A Delaware judge ruled last week that the $24 billion Dell buyout was undervalued, paving the way for shareholders in the tech company who opposed the deal to be paid significantly more money. T. Rowe Price will miss out on any compensation because it mistakenly voted its 31 million shares in favor of the takeover by Dell’s founder and a private-equity partner.
But T. Rowe Price investors will be getting a bump of up to 1.2% in the net asset value of their portfolios, compensating them for the difference of 28% between the buyout price and the judge’s valuation, plus statutory interest.
“T. Rowe Price has a long history of putting our clients’ interests first, and that is what we are doing here,” CEO William J. Stromberg said Monday in a news release.
“The court’s determination that the original buyout consideration offered by Dell was too low validated our original investment view,” he added. “By compensating our clients based on the court’s May 31, 2016, ruling, clients will come out ahead as compared with how they would have fared had they taken the merger consideration.”

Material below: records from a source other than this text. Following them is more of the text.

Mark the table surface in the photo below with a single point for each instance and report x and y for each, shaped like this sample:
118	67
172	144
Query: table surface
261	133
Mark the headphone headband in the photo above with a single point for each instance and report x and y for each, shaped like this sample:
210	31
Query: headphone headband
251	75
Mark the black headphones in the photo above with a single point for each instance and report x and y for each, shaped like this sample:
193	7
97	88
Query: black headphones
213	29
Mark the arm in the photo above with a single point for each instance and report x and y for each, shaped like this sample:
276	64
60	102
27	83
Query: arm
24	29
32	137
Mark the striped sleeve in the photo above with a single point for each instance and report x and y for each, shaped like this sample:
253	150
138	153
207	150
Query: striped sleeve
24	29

As a result of the payout, T. Rowe Price will take a charge of $194 million in the second quarter, reducing after-tax net income by $118 million, or 46 cents a share. Last quarter, it earned $1.15 a share in profits.
“The firm’s financial strength is rock solid, and we will make these payments from available cash,” Stromberg said.
T. Rowe Price was one of the most vocal critics of the Dell buyout. But according to The Wall Street Journal, its default position in merger votes is to support management and, in the case of Dell, its computerized voting system gave instructions to vote “yes” that weren’t manually overridden before the final vote.